In a fact-free political climate, it's easy to bash free trade. The American people are genuinely frustrated at the economy, and they have a right to be. Barack Obama's wishful thinking hasn't changed the harsh reality for most American workers. Wages are barely moving, underemployment remains high, and economic growth is still anemic, seven years after the great recession.
But channeling anger at free trade is like biting the hand that feeds you. Free trade agreements have meant big business and jobs for U.S. companies. In 2015, U.S. goods exported to free trade agreement (FTA) partners brought more than $700 billion to the American economy.
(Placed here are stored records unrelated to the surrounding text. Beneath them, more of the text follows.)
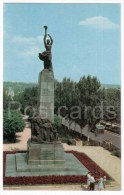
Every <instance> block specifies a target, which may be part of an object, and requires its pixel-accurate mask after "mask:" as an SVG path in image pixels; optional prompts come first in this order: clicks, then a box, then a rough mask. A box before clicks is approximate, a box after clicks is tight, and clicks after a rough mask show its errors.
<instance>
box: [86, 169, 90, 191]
mask: <svg viewBox="0 0 124 195" xmlns="http://www.w3.org/2000/svg"><path fill="white" fill-rule="evenodd" d="M90 177H91V173H90V172H88V173H87V190H90Z"/></svg>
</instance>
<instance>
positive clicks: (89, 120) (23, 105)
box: [3, 75, 121, 132]
mask: <svg viewBox="0 0 124 195" xmlns="http://www.w3.org/2000/svg"><path fill="white" fill-rule="evenodd" d="M23 85H24V86H23ZM10 86H11V87H12V86H13V88H14V89H15V91H18V90H17V88H18V89H20V91H18V93H15V96H14V97H13V99H14V101H13V105H12V107H11V108H12V110H17V108H18V107H19V105H18V102H19V104H20V105H21V106H20V110H21V112H22V113H23V114H28V115H29V116H30V117H32V116H33V114H34V113H35V112H36V110H37V96H38V87H37V85H36V84H34V85H33V86H32V84H31V85H29V84H27V85H25V83H11V82H5V83H4V93H3V96H4V97H3V98H4V102H3V107H4V110H7V109H8V105H9V102H10V101H11V98H10V97H8V95H7V93H6V89H7V87H10ZM22 86H23V87H22ZM103 86H104V87H107V86H108V85H101V83H100V82H99V81H98V79H97V78H96V77H91V76H90V75H88V76H87V77H86V76H83V77H81V78H80V80H79V82H74V81H72V80H71V79H70V78H64V79H63V80H62V81H61V82H59V81H55V114H56V115H61V116H63V117H66V118H68V119H69V120H70V121H71V120H73V121H75V122H76V123H78V124H79V125H80V126H81V128H82V127H83V126H85V125H86V124H88V127H89V130H88V132H89V131H92V130H94V129H95V125H96V123H98V122H99V121H100V120H101V119H102V120H105V121H109V122H111V124H112V123H113V122H116V123H120V118H121V116H120V95H121V94H120V89H119V86H113V87H116V88H110V87H112V85H109V86H108V88H104V87H103ZM26 87H28V88H26ZM22 88H23V90H22ZM108 106H111V107H110V108H109V110H108ZM112 106H113V107H112ZM96 107H97V108H96ZM98 107H102V108H103V113H102V112H101V110H100V109H99V108H98ZM113 112H115V113H116V114H115V116H114V115H113ZM94 115H95V117H94ZM113 116H114V117H113ZM56 120H58V119H55V123H58V122H57V121H56ZM108 130H109V129H108ZM110 130H111V131H113V132H119V129H118V130H117V128H115V127H114V128H112V125H111V128H110Z"/></svg>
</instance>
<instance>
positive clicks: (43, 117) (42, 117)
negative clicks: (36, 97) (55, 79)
mask: <svg viewBox="0 0 124 195" xmlns="http://www.w3.org/2000/svg"><path fill="white" fill-rule="evenodd" d="M38 83H39V84H38V87H39V89H38V91H39V95H38V111H39V114H40V116H41V117H42V118H43V119H46V118H47V119H49V120H50V121H51V122H54V74H53V72H52V71H49V70H48V69H44V70H42V71H41V72H40V73H39V82H38Z"/></svg>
And the most recent data says 97 percent of exporters are small and medium-sized businesses.
The often-maligned North American Free Trade Agreement (NAFTA) is a classic example of analysis gone awry. Here are some facts from the U.S. Chamber of Commerce you don't often hear about NAFTA:
- Exports from U.S. service industries to Mexico and Canada tripled from 1993 to 2011
- U.S. agriculture exports rose by 258 percent to Canada and 408 percent to Mexico during the same period.
- About one-third of all U.S. merchandise exports are bought by those two countries.
- And, the jobs that Mexico has gained from NAFTA often depend on supplies from U.S. manufacturers. It's been estimated that about $36,000 is generated annually for every American factory worker through Mexican and Canadian purchases of U.S. goods.